Bits function in Radix-sort

Question

Radix-sort is the sort keys as the numbers represented in the base of M-number. In order to use Radix sort, I need to understand the bits function.

unsigned bits(int x, int k, int j)
{ return (x >> k) & ~(~0 << j); }

According to the document I read, it said

It computes the j bits which appear k bits from the right of x.

but it's too short and there is some symbol that I hardly understand (i.e >>, ~ and & ). I made an attempt to test this and it return two value 0 and 1 only. I really need an explanation about this and the real function of it

Answer 1

In the function unsigned bits(int x, int k, int j), x is the value to be sorted, k is the right most position of the bits to extract from x, and j is the number of bits to extract from x.

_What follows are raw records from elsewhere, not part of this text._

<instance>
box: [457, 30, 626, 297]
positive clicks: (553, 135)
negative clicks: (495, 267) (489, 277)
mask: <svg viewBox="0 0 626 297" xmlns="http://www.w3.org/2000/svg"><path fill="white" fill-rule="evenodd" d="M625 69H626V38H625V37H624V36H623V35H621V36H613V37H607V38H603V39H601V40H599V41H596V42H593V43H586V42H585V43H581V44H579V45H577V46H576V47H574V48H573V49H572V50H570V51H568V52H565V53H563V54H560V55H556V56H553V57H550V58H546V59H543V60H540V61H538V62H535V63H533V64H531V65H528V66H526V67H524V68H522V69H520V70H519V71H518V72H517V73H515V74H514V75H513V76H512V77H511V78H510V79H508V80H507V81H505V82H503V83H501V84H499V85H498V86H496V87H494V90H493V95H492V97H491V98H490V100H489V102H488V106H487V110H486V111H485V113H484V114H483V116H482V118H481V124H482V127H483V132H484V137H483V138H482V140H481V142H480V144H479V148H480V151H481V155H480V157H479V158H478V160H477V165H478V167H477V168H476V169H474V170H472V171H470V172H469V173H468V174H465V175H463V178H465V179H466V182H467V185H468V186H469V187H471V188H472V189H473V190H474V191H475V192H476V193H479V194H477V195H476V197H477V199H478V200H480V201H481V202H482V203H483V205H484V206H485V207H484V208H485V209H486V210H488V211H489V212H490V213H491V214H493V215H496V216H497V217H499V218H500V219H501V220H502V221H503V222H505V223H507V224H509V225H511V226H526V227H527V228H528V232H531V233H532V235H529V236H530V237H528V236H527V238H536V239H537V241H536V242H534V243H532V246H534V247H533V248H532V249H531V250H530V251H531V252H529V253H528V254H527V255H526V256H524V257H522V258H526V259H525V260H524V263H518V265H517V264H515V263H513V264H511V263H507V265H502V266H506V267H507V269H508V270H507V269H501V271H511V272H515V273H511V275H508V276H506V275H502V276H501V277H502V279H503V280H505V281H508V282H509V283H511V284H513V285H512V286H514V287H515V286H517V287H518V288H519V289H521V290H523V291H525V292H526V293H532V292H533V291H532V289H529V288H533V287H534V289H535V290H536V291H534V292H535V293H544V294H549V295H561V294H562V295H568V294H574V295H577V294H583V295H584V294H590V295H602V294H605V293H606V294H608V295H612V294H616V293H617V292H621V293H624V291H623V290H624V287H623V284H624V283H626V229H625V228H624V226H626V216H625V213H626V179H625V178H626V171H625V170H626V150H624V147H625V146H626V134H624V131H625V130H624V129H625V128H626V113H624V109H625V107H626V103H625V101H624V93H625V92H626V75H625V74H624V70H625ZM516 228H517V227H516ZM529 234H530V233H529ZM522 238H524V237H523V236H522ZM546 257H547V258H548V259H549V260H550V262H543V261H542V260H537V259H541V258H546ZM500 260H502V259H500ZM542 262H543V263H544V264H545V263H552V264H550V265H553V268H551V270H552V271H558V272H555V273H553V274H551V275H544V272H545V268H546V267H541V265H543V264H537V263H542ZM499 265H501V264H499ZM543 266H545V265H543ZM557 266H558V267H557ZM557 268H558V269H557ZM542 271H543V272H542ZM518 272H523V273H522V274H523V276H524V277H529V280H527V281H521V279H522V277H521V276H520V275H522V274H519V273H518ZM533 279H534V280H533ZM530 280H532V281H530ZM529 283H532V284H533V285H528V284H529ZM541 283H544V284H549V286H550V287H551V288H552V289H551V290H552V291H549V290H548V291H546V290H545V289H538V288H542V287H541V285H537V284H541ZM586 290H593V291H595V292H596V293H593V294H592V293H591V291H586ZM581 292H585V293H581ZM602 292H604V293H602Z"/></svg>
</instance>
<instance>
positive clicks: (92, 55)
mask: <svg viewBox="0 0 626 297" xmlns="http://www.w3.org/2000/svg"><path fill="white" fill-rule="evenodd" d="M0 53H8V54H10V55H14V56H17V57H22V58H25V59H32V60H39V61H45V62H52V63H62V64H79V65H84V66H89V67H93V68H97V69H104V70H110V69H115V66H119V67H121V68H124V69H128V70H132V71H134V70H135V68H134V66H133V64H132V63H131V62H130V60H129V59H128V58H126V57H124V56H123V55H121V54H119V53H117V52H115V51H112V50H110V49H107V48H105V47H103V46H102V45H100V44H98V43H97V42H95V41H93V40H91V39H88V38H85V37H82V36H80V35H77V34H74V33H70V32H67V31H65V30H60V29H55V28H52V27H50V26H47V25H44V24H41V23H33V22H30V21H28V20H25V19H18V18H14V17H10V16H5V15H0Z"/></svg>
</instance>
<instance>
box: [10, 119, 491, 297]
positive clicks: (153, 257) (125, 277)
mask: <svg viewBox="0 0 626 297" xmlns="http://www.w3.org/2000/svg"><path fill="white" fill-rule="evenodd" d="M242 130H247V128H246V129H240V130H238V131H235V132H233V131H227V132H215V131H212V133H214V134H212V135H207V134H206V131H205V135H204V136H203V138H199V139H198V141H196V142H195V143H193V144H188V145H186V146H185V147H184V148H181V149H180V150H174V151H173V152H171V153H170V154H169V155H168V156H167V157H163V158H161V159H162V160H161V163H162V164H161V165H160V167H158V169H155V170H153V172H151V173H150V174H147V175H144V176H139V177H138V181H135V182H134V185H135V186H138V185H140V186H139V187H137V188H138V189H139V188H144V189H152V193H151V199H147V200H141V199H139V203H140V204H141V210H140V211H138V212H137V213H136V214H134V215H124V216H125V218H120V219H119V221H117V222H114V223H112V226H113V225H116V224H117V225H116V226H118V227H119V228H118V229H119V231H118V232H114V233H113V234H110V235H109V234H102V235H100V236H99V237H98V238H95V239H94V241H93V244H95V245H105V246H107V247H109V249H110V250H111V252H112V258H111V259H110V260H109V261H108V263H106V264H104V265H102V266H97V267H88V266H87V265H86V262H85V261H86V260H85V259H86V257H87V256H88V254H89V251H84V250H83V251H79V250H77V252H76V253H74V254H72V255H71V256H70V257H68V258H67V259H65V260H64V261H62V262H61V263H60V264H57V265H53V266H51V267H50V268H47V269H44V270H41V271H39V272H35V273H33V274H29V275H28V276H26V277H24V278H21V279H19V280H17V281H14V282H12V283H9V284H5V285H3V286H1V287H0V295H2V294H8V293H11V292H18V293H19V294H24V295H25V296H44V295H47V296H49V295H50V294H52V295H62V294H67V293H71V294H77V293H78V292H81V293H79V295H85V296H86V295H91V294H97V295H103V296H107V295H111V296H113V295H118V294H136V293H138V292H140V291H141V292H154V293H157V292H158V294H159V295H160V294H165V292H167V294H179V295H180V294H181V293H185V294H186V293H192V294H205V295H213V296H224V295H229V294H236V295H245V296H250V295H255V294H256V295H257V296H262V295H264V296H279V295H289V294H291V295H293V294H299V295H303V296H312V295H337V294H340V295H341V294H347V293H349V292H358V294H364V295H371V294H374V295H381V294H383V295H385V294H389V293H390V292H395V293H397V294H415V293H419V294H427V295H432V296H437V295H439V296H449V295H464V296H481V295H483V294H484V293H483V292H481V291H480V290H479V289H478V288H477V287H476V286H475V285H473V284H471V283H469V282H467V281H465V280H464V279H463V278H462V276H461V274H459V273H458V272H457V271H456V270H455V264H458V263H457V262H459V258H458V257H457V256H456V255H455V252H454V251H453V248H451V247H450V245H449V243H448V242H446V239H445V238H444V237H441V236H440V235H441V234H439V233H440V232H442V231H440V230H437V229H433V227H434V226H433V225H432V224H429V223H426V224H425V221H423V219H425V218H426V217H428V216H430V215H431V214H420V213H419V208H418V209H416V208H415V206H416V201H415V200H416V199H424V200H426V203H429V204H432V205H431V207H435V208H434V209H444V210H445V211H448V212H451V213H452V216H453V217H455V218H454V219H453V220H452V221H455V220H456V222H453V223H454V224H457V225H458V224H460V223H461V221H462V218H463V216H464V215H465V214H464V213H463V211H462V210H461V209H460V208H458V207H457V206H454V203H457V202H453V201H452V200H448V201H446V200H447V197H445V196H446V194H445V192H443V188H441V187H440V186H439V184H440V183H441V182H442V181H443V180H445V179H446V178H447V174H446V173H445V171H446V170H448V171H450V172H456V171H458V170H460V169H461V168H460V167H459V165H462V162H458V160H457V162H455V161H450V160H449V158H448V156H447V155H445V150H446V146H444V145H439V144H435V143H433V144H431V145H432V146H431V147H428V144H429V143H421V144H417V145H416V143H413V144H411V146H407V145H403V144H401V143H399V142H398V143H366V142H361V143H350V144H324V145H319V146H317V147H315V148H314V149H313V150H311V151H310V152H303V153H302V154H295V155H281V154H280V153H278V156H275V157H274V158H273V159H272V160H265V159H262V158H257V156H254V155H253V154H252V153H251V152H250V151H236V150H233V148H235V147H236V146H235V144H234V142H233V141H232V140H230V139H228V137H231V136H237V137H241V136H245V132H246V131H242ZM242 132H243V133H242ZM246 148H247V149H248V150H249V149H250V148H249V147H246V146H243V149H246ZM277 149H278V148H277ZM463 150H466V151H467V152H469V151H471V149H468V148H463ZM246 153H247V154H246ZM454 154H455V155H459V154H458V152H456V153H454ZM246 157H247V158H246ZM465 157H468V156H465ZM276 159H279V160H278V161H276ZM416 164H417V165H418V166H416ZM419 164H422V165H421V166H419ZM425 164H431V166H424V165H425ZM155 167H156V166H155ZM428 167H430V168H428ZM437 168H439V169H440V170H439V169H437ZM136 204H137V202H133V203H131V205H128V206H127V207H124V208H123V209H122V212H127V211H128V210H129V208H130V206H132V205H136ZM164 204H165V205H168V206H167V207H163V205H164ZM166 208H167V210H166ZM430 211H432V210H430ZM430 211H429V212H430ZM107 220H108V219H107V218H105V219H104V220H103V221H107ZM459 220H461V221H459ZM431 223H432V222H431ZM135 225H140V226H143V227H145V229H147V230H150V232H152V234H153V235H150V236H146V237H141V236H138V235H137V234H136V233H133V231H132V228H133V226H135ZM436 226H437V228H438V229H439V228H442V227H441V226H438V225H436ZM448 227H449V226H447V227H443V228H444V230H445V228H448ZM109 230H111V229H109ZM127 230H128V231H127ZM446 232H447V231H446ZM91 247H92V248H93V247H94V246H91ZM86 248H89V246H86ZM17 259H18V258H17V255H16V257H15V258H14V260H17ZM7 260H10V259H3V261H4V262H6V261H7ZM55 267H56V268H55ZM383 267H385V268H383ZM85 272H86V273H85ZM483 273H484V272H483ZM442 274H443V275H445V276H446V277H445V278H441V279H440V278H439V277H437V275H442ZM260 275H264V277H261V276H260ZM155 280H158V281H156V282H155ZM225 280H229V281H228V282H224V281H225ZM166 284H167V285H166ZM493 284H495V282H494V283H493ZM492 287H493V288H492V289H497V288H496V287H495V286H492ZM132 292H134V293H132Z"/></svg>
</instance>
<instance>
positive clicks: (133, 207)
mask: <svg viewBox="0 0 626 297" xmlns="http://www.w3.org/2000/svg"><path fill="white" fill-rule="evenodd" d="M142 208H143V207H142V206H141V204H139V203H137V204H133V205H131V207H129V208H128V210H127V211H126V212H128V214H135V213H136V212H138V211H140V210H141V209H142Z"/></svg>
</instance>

If you want to do a radix sort with 4 bit values, you would set j to 4 and k to the value 0, then 4, then 8, etc.

The function works as follow. First, it shifts x by k bits on the right. That is done with the expression (x >> k).

The other expression is (~0 << j). The ~0 inverts all the bits of the value 0. This yields a value with all bits to 1. This value is then shifted left by j bits. You then get a value with all bits to 1, and the j right most bits to 0.

This value get all its bits inverted again due to the ~ operator in front of (~0 << j). You then get a value with all bits set to 0 and the j right most bits set to 1.

This value is then combined with an and operation with the result of the first expression x >> k. With an and operation, all bits with zero are forced to zero. Since the second expression had all bits to 0 except the j less significant. The result is that all bits are forced to 0, except the j less significant (right most).

The final result is to return the j bits at offset k in the value x.

If, for instance, the bits of x are 100101001 and k is 3 and j is 3, the result will be 0000000101.

This is the binary equivalent of extracting a digit from a number.